ORIGINE : DECISIONS en date du 22 Décembre 2017 du Tribunal de Commerce de CAEN -
RG n° 2017008590 et du 18 Avril 2018 du Tribunal de commerce de CAEN
COUR D’APPEL DE CAEN
DEUXIEME CHAMBRE CIVILE ET COMMERCIALE
ARRÊT DU 30 JANVIER 2020
APPELANTE :
N° SIRET : 343 174 660
[…]
[…]
prise en la personne de son représentant légal
représentée par Me Jérémie PAJEOT, substitué par Me ROMME, avocat au barreau de CAEN,
assistée de Me Jean-Baptiste PILA, avocat au barreau de LYON
INTIMEES :
Maître Y X liquidateur judiciaire de la SARL SERVICE MATERIEL NORMAND
[…]
[…]
représentée et assistée de Me Noël LEJARD, avocat au barreau de CAEN
SARL SERVICE MATERIEL NORMAND
N° SIRET : 493 766 927
[…]
[…]
prise en la personne de son représentant légal
non représentée, bien que régulièrement assignée
COMPOSITION DE LA COUR LORS DES DÉBATS ET DU DÉLIBÉRÉ :
Mme BRIAND, Président de chambre,
Mme HEIJMEIJER, Conseiller,
Mme GOUARIN, Conseiller,
DÉBATS : A l’audience publique du 28 novembre 2019
GREFFIER : Mme LE GALL, greffier
ARRÊT prononcé publiquement le 30 janvier 2020 à 14h00 par mise à disposition de l’arrêt au greffe de la cour et signé par Mme BRIAND, président, et Mme LE GALL, greffier
* * *
EXPOSE DU LITIGE
Suivant contrat établi le 24 février 2016, la SA Corhofi, spécialisée dans la location de matériels professionnels, a loué différents matériels d’échafaudage à la SARL service matériel normand.

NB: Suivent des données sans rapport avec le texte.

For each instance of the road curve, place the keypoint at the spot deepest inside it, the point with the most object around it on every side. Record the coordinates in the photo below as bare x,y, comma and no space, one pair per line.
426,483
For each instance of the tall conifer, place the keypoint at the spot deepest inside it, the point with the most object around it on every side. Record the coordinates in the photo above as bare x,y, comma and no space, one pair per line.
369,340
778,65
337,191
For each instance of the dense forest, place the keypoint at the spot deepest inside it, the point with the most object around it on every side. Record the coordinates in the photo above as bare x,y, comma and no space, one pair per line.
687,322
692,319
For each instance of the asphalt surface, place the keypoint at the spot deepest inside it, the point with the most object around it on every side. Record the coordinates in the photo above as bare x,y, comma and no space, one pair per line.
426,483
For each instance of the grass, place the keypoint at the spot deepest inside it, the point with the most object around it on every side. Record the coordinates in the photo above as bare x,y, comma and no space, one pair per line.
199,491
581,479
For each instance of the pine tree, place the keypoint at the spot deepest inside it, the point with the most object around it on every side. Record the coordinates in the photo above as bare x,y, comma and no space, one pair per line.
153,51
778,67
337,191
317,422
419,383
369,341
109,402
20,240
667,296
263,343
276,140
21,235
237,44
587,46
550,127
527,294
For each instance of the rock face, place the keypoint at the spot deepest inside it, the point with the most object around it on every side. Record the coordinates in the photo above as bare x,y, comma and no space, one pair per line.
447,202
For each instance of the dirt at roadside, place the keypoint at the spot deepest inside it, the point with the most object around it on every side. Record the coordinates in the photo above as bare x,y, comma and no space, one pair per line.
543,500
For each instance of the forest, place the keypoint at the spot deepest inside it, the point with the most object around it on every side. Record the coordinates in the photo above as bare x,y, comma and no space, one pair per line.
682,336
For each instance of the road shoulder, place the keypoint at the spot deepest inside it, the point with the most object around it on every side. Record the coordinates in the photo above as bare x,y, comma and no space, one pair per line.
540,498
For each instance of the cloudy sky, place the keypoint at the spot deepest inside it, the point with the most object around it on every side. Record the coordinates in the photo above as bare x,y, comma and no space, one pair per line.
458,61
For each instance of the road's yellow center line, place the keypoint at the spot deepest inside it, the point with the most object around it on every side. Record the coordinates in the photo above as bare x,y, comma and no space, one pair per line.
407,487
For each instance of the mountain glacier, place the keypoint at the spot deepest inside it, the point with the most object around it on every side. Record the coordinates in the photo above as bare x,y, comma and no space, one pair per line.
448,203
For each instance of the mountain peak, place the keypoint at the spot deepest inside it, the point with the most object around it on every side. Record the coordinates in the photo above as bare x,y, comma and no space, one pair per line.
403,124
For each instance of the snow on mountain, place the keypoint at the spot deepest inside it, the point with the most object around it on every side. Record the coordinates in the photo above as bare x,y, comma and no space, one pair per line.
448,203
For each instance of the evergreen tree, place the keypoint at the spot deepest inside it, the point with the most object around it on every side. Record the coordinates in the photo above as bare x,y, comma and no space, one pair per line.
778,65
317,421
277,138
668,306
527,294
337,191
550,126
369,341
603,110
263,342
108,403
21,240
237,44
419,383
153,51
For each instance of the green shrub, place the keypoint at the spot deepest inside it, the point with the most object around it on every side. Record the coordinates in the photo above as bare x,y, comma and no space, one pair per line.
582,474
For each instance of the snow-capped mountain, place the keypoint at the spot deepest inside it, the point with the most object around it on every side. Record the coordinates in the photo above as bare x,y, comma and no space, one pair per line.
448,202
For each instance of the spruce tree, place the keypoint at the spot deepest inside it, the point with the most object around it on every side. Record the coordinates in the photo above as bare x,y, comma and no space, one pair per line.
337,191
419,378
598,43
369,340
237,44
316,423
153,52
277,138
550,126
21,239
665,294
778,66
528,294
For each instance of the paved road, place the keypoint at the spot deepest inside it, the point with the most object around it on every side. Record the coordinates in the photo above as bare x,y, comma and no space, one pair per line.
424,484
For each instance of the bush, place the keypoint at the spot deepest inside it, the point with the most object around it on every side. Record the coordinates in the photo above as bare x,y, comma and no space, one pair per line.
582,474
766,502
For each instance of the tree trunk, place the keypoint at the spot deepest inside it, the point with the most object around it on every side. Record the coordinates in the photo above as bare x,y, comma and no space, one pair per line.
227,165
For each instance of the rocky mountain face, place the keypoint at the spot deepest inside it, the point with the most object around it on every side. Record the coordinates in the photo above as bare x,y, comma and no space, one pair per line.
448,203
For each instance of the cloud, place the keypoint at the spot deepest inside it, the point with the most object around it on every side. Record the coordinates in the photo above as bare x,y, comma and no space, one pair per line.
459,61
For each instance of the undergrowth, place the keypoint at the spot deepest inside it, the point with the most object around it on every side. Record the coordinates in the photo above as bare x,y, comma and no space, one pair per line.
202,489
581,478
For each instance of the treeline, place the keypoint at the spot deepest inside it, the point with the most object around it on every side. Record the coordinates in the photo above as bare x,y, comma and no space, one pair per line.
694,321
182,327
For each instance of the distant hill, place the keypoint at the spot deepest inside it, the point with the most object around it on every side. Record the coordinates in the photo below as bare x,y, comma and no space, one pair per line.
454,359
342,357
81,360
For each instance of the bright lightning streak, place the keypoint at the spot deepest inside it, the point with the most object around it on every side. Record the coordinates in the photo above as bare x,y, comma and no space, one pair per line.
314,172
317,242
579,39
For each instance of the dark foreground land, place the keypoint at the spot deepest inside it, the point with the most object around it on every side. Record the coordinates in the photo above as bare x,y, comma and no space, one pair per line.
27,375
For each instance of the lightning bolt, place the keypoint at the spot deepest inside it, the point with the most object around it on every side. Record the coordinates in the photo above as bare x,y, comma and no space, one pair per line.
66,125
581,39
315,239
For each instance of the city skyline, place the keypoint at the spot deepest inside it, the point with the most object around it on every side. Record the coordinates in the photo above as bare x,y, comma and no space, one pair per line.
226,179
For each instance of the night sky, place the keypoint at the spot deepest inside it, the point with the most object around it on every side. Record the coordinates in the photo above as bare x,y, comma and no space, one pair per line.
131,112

Par jugement rendu le 14 décembre 2016, le tribunal de commerce de Caen a ouvert une procédure de redressement judiciaire à l’égard de la SARL service matériel normand et a désigné Me X en qualité de mandataire judiciaire et la SELARL Ajire en qualité d’administrateur judiciaire.
Par lettre recommandée du 7 février 2017, la SA Corhofi a notifié à l’administrateur judiciaire une demande de revendication, laquelle a été notifiée le même jour à Me X.
Par lettre également datée du 7 février 2017, la SA Corhofi a également mis en demeure la SELARL Ajore d’avoir à opter pour la poursuite éventuelle du contrat de location.
Par lettre du 15 février 2017, la SELARL Ajire a notamment indiqué que la demande de restitution ne pouvait prospérer tant que le contrat n’était pas résilié et que la propriété n’était pas contestée si les biens étaient présents dans le patrimoine de l’entreprise et que le contrat était toujours en cours à ce stade.
Le 17 février 2017, un inventaire a été établi par Me Rivola, commissaire priseur.
Par ordonnance du 22 février 2017, le juge-commissaire du tribunal de commerce de Caen a accordé un délai de deux mois à l’administrateur afin de prendre position sur la poursuite du contrat.
Par lettre du 21 avril 2017, l’administrateur judiciaire a opté pour la continuation du contrat.
Par jugement rendu le 19 juillet 2017, le tribunal de commerce de Caen a converti la procédure de redressement judiciaire en liquidation judiciaire et Me X a été désignée en qualité de liquidateur judiciaire.
La SA Corhofi a réitéré sa demande de restitution.
Par lettre du 4 septembre 2017, Me X s’est opposée à la restitution des matériels au visa
des dispositions de l’article R. 624-13 du code de commerce.
Par requête reçue le 30 octobre 2017, la SA Corhofi a saisi le juge-commissaire du tribunal de commerce de Caen d’une demande de revendication des matériels loués à la SARL service matériel normand.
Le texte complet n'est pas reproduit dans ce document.